En tradition socialiste, la visite (10-14 juin) d’ Aung San Suu Kyi marque une rupture : en principe, la Chine ne peut aimer une leader étrangère d’opposition démocratique, Nobel de la paix, à l’instar de Liu Xiaobo, le dissident qui croupit pour 11 ans en prison (Suu Kyi en avait fait 15 ans, assignée à résidence). Selon Boxun le site sino-américain, la visite aurait été imposée par Xi Jinping en personne à l’administration, peu enthousiaste. Le jour de son arrivée, la célèbre birmane précisait à toute fin utile que la libération du Nobel chinois n’était pas à l’ordre du jour.
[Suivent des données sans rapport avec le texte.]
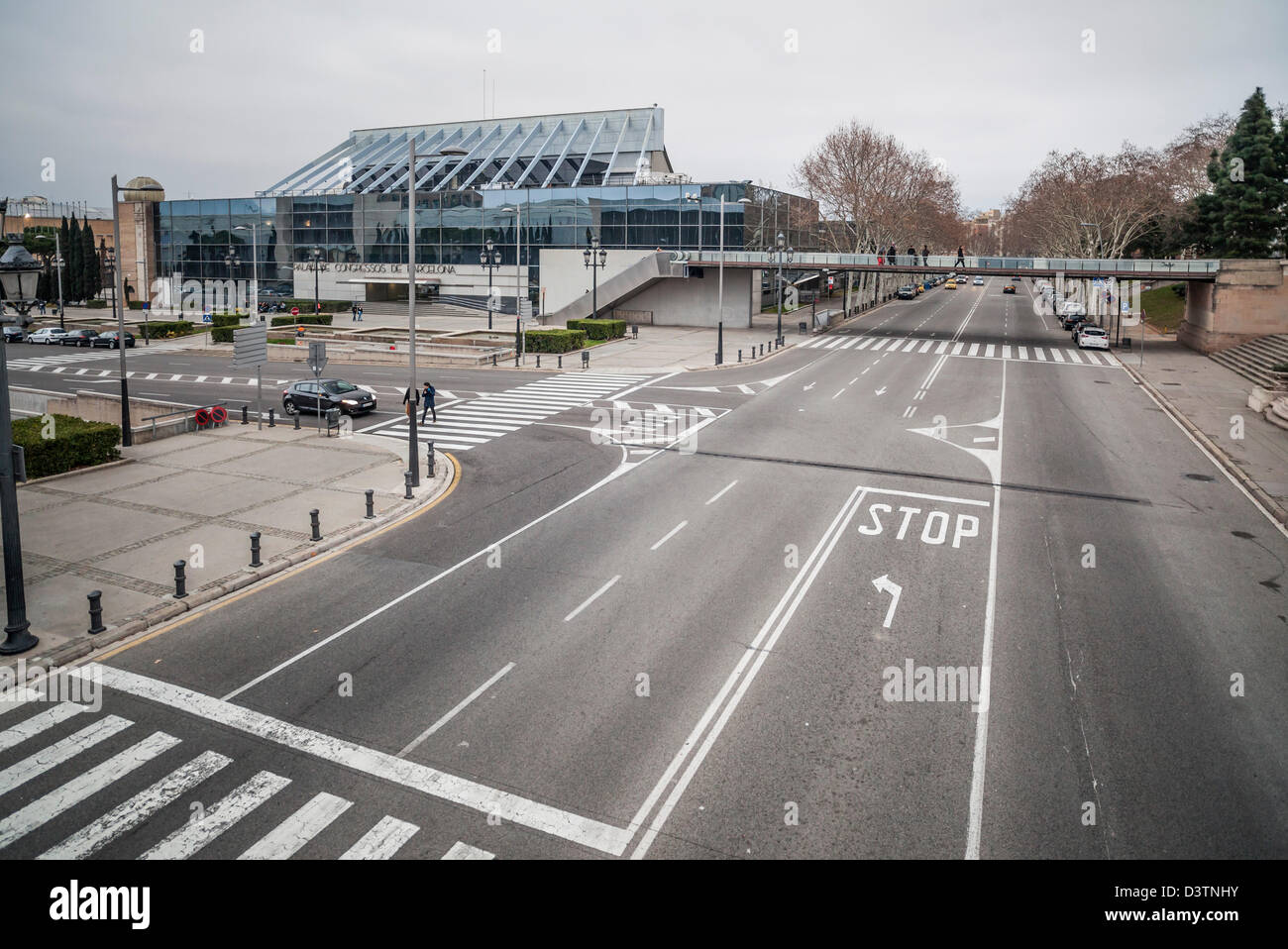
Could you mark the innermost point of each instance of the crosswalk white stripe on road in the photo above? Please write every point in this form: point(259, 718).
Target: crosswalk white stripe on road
point(219, 816)
point(82, 786)
point(39, 722)
point(381, 841)
point(284, 840)
point(21, 773)
point(128, 815)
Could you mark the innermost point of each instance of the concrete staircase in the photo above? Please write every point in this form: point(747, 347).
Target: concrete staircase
point(1252, 360)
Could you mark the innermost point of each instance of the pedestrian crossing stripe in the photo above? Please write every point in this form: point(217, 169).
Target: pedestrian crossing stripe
point(970, 351)
point(478, 421)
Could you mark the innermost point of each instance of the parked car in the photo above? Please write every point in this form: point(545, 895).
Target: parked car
point(111, 339)
point(47, 335)
point(77, 338)
point(318, 395)
point(1090, 336)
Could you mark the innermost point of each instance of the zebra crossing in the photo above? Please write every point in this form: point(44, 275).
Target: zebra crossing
point(468, 424)
point(1065, 356)
point(67, 757)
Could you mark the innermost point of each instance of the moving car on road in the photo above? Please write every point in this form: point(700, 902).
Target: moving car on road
point(1090, 336)
point(318, 395)
point(77, 338)
point(47, 335)
point(111, 339)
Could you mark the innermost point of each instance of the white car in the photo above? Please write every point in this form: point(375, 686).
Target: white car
point(48, 335)
point(1091, 338)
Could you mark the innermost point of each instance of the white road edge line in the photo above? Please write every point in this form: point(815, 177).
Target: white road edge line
point(411, 746)
point(673, 532)
point(592, 597)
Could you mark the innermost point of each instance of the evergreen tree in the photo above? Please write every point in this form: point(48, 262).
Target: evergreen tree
point(1244, 213)
point(73, 252)
point(93, 278)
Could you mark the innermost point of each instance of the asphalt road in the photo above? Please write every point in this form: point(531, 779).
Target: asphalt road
point(674, 622)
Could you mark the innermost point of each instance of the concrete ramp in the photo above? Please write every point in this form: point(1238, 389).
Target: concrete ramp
point(622, 286)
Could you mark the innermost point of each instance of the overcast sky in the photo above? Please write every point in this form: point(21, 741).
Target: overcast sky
point(990, 88)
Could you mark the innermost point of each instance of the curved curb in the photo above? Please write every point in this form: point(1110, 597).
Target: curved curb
point(167, 610)
point(1267, 505)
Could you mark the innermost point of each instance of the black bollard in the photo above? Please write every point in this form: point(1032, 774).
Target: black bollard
point(95, 612)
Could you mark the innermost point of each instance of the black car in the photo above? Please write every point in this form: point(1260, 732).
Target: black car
point(78, 338)
point(318, 395)
point(111, 339)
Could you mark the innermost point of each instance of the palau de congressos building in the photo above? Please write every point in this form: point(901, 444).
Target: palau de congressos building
point(540, 188)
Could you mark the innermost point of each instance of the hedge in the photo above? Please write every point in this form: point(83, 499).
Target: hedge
point(554, 340)
point(75, 443)
point(168, 330)
point(323, 320)
point(327, 305)
point(599, 329)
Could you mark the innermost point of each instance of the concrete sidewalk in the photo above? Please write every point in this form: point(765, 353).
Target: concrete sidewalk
point(1210, 397)
point(196, 497)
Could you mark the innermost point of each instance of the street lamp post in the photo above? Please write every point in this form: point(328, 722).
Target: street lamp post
point(150, 192)
point(490, 258)
point(18, 274)
point(595, 258)
point(778, 254)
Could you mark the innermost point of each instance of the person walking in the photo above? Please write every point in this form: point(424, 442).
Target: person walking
point(428, 402)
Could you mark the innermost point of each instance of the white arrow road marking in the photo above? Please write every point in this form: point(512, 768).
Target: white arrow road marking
point(887, 584)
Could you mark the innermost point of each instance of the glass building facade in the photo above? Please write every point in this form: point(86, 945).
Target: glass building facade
point(352, 202)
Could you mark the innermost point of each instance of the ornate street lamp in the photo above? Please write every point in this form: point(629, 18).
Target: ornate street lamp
point(20, 273)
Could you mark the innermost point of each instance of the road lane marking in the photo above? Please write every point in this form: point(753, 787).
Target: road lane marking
point(720, 493)
point(381, 841)
point(222, 815)
point(460, 705)
point(977, 783)
point(128, 815)
point(82, 786)
point(376, 764)
point(464, 851)
point(674, 531)
point(593, 596)
point(288, 837)
point(754, 657)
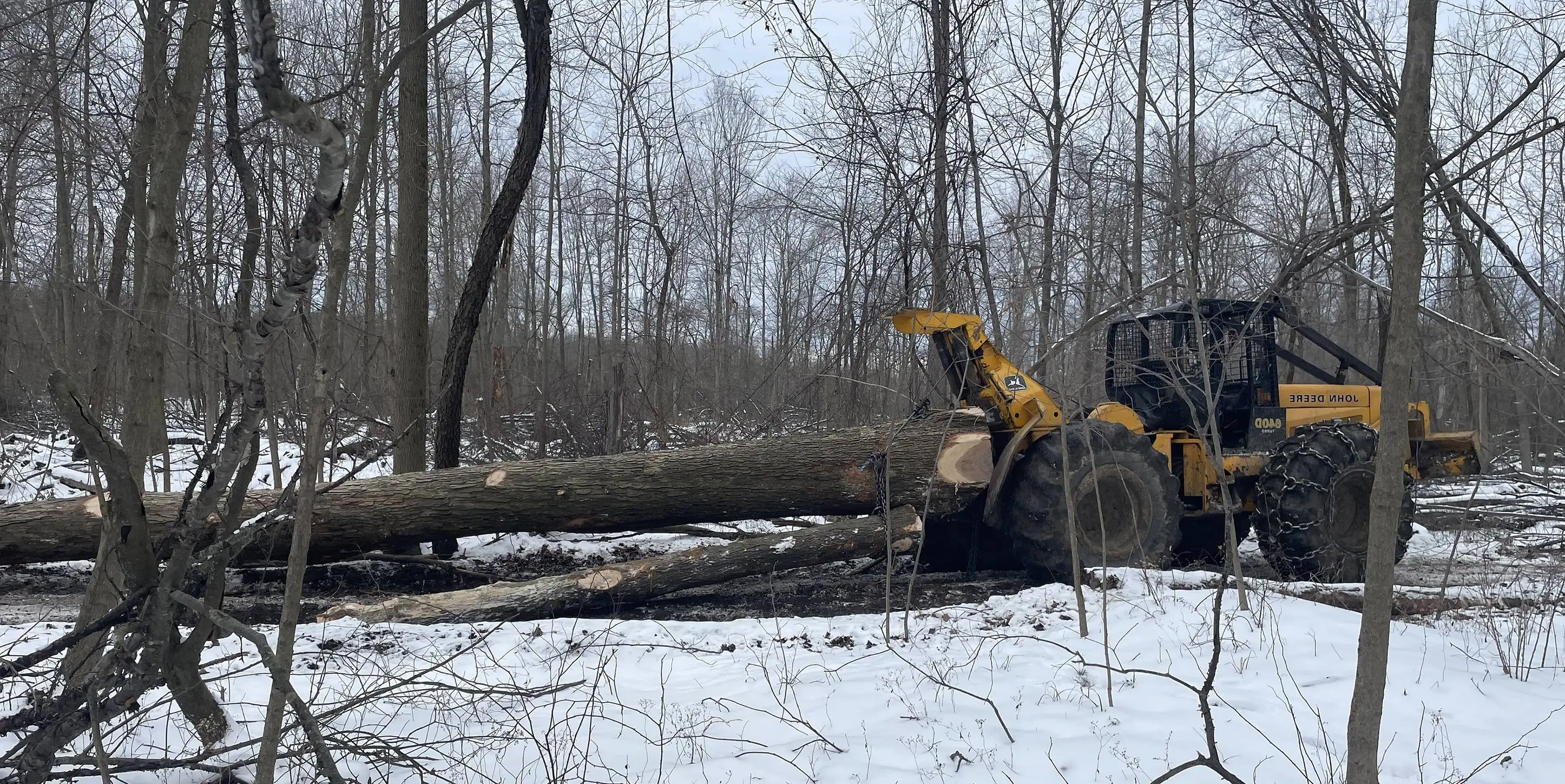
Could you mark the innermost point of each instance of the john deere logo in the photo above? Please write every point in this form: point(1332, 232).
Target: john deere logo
point(1348, 398)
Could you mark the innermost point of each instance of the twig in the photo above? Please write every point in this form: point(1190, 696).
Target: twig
point(281, 680)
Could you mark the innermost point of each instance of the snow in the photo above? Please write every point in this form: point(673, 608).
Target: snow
point(1002, 691)
point(834, 700)
point(32, 467)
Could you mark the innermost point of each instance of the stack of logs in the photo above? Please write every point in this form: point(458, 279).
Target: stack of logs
point(930, 467)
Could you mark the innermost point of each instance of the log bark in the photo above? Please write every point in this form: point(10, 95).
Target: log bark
point(638, 581)
point(943, 459)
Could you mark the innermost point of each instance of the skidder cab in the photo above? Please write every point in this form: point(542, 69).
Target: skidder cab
point(1196, 426)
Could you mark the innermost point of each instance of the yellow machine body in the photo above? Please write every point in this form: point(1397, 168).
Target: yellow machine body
point(1023, 411)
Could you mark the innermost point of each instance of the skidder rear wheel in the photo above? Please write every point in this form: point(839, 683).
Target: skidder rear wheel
point(1125, 501)
point(1314, 504)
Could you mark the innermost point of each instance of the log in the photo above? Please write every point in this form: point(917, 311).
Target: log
point(638, 581)
point(943, 457)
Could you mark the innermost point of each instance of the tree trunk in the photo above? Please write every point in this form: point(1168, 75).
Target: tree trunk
point(1386, 500)
point(941, 243)
point(174, 118)
point(944, 457)
point(410, 273)
point(638, 581)
point(534, 19)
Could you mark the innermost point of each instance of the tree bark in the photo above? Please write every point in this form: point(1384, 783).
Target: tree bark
point(638, 581)
point(1386, 500)
point(174, 118)
point(534, 19)
point(410, 271)
point(944, 456)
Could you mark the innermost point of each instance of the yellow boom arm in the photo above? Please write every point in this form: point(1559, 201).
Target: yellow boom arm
point(980, 374)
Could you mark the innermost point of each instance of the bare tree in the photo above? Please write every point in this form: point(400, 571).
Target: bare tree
point(1386, 500)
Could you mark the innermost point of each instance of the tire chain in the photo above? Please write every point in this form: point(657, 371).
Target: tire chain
point(1277, 467)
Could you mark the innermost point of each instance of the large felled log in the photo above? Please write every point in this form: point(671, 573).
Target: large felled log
point(944, 456)
point(644, 579)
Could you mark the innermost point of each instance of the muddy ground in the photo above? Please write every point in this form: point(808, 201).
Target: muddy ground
point(1482, 559)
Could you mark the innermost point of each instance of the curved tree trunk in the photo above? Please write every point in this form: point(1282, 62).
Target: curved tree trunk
point(534, 19)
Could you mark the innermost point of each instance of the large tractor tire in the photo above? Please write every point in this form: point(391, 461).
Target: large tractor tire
point(1125, 501)
point(1314, 504)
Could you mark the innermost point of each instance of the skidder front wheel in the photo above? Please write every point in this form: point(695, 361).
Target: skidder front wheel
point(1314, 504)
point(1124, 500)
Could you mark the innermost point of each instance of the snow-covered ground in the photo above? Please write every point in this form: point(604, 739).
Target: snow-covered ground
point(36, 467)
point(999, 691)
point(1002, 691)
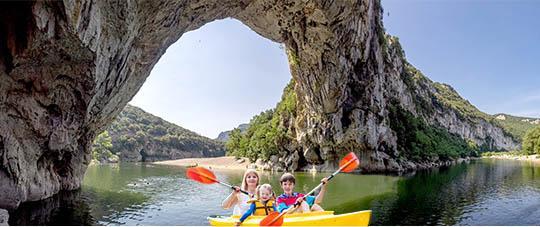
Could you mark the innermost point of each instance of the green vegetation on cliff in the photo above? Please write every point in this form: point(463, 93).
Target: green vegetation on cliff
point(102, 148)
point(531, 141)
point(265, 130)
point(420, 141)
point(135, 133)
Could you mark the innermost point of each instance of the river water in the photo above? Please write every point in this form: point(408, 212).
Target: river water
point(482, 192)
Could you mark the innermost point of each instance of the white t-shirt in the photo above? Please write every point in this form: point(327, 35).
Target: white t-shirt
point(242, 205)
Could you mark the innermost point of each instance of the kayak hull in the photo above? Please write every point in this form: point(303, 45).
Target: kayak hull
point(324, 218)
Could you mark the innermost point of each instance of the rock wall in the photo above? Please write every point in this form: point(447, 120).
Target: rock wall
point(67, 68)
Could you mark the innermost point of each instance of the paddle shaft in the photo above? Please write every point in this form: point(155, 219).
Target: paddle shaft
point(232, 187)
point(225, 184)
point(330, 177)
point(312, 191)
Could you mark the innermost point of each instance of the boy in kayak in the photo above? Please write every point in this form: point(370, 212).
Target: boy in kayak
point(263, 205)
point(289, 198)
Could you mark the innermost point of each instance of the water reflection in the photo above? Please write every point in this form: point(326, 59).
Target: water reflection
point(484, 192)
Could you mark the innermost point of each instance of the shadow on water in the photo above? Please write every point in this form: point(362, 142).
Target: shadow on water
point(77, 208)
point(464, 194)
point(484, 192)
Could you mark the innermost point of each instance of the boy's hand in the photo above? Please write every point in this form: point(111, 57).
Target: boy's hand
point(299, 200)
point(324, 181)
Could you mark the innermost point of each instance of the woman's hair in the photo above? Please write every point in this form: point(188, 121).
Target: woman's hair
point(244, 180)
point(287, 177)
point(267, 187)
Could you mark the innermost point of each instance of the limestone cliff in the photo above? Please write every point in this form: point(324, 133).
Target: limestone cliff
point(67, 68)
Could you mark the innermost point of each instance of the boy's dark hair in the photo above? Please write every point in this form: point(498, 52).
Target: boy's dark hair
point(287, 177)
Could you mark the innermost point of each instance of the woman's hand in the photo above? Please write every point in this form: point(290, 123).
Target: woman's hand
point(324, 181)
point(236, 190)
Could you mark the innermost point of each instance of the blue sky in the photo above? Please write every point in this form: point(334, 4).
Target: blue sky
point(222, 74)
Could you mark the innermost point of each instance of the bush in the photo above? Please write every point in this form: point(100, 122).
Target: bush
point(531, 141)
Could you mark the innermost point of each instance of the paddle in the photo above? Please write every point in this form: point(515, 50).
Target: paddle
point(347, 164)
point(205, 176)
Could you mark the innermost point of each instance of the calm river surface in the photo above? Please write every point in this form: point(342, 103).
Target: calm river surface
point(483, 192)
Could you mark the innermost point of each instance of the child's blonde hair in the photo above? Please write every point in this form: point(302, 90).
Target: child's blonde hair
point(244, 180)
point(267, 187)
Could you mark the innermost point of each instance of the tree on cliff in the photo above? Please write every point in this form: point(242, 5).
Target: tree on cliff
point(531, 141)
point(102, 148)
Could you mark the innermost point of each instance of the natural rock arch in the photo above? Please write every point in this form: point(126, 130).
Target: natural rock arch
point(67, 69)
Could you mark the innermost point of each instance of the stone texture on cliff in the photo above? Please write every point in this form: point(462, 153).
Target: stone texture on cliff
point(67, 68)
point(4, 217)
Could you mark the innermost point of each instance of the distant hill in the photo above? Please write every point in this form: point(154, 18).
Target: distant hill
point(140, 136)
point(224, 136)
point(517, 126)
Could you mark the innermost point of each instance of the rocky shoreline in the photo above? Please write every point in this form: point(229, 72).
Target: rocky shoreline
point(534, 158)
point(275, 164)
point(387, 165)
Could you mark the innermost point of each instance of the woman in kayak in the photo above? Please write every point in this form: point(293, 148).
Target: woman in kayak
point(239, 201)
point(263, 205)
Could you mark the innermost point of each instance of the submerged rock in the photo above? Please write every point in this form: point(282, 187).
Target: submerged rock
point(67, 68)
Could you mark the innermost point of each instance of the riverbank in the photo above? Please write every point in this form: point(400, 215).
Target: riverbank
point(512, 156)
point(226, 162)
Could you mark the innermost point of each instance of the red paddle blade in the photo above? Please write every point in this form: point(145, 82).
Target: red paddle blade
point(273, 219)
point(201, 175)
point(351, 161)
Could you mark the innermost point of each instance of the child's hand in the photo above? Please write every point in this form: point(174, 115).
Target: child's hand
point(299, 200)
point(324, 181)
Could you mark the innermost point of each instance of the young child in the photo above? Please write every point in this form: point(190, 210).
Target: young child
point(263, 205)
point(289, 198)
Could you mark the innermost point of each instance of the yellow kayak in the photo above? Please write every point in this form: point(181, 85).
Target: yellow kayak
point(320, 218)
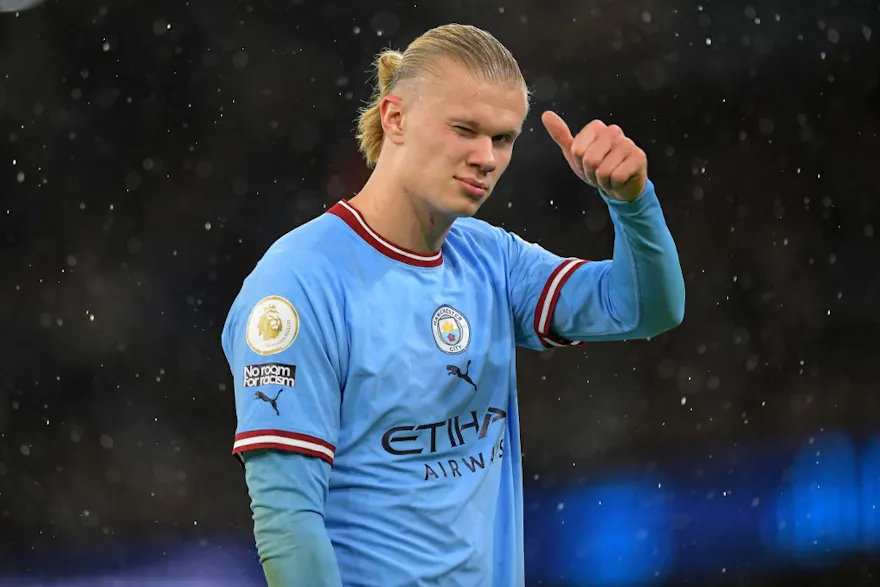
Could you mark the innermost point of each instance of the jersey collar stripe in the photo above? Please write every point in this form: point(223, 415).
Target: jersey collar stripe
point(355, 220)
point(547, 303)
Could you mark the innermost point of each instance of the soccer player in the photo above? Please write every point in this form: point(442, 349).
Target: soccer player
point(373, 347)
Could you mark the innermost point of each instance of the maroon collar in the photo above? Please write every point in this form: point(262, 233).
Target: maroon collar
point(356, 221)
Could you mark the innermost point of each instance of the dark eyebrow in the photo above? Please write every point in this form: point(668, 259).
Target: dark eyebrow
point(514, 132)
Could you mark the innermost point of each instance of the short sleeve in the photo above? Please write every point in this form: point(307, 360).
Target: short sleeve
point(282, 343)
point(535, 281)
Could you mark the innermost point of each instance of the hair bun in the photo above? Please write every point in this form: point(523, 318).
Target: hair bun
point(387, 67)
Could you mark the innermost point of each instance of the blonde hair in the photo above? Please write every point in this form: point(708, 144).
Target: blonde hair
point(477, 51)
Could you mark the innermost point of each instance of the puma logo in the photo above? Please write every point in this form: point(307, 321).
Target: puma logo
point(272, 401)
point(453, 370)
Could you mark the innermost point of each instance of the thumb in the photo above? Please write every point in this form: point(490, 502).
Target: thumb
point(558, 130)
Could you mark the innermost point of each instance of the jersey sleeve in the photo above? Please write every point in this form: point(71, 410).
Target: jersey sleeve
point(536, 279)
point(282, 340)
point(637, 294)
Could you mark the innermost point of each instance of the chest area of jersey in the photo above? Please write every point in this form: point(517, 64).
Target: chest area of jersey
point(429, 344)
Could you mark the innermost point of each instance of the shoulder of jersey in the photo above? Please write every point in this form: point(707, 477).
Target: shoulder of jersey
point(475, 231)
point(320, 238)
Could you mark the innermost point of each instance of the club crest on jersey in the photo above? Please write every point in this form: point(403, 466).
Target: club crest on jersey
point(452, 333)
point(272, 325)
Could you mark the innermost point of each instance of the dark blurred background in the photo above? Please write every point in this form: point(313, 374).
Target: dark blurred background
point(150, 153)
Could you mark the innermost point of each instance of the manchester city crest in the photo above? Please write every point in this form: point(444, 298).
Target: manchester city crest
point(452, 333)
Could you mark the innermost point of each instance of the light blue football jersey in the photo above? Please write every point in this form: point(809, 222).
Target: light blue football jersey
point(398, 369)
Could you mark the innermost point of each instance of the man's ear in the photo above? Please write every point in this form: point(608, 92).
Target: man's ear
point(391, 113)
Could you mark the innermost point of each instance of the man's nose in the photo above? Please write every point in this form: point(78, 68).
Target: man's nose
point(483, 155)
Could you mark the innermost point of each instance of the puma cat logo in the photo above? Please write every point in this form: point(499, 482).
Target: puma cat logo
point(272, 401)
point(453, 370)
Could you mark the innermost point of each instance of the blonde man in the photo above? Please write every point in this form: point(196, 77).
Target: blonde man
point(393, 457)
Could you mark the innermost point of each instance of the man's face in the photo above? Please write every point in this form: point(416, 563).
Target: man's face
point(457, 139)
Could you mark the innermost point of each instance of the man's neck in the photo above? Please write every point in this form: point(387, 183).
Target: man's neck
point(399, 217)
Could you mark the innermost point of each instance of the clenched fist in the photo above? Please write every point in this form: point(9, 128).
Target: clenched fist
point(602, 156)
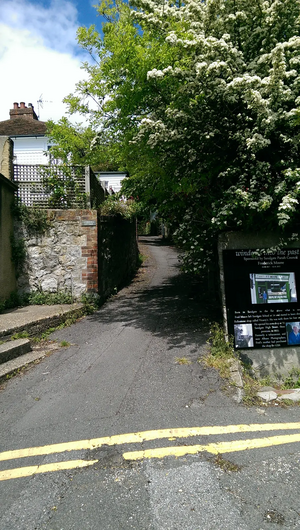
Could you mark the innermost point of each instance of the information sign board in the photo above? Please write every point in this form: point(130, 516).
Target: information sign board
point(262, 292)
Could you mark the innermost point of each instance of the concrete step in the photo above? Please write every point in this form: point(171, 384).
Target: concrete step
point(14, 348)
point(39, 351)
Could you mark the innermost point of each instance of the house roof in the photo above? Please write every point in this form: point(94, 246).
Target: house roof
point(22, 127)
point(23, 122)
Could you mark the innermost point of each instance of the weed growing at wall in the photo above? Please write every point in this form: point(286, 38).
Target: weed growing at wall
point(18, 252)
point(46, 298)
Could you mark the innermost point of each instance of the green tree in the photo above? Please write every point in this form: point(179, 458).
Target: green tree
point(200, 101)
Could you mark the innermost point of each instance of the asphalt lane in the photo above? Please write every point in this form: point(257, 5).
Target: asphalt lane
point(89, 425)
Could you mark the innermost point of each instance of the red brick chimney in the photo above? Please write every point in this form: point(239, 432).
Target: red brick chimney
point(23, 112)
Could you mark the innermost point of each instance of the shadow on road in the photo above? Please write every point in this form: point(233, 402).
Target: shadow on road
point(179, 309)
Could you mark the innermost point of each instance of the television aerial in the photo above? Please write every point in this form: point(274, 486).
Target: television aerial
point(40, 103)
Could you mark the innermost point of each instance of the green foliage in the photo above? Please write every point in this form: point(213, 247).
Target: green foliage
point(18, 252)
point(35, 219)
point(292, 380)
point(48, 298)
point(14, 300)
point(200, 102)
point(75, 144)
point(219, 347)
point(64, 183)
point(116, 206)
point(20, 335)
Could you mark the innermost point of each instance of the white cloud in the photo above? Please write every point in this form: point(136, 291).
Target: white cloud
point(38, 55)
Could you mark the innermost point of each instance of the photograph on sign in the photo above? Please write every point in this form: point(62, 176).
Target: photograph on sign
point(273, 288)
point(243, 335)
point(293, 333)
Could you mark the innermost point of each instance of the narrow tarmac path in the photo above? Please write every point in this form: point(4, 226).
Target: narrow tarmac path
point(71, 425)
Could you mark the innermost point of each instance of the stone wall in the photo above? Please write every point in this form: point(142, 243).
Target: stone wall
point(80, 253)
Xi Jinping avait une longue liste de raisons pour forcer l’invitation. La première est géostratégique. La Birmanie, qui était coupée du monde et en dépendance totale de la Chine, révise depuis 5 ans ses alliances, et se tourne vers les Etats-Unis. Or pour Pékin, ce vaste pays de 700.000km² riche en gaz et en façade maritime, est un hinterland irremplaçable. La Chine veut y voir garantir ses investissements. Elle veut mettre un terme à la guerre civile birmane à sa frontière, en faisant régler le problème des Rohingyas, minorité musulmane opprimée, sur laquelle l’égérie des droits de l’Homme demeure obstinément silencieuse…
Enfin, tout en sachant que Suu Kyi ne pourra pas « régner » (la Constitution a été rédigée par la junte pour l’en empêcher), Pékin comprend qu’elle pourra tenir le pays par Président interposé. Aussi la Chine l’accueille en chef d’Etat, reçue par Xi et tous les hauts dignitaires de la RPC.
De son côté, Suu Kyi, à la tête du Parti NLD, n’arrivait pas à Pékin sans objectifs. Car pour elle, le moment était idéal pour négocier l’avenir : de meilleurs crédits pour les chantiers chinois géants (barrage de Myitsone à 3,6 milliards de $), ou la future ligne ferrée Sittwe-Kunming, à 20 milliards de $. Il s’agissait aussi de faire ses contacts personnels avec la Chine, voisin essentiel. Suu Kyi pouvait aussi vouloir parachever sa mutation d’icône des droits de l’Homme vers celle de dirigeante politique mature— stature que la visite a contribué à lui donner.
En fin de compte donc, entre Suu Kyi et Xi, on a assisté à un calcul audacieux, pas évident, mais forgeron d’avenir et « gagnant-gagnant ».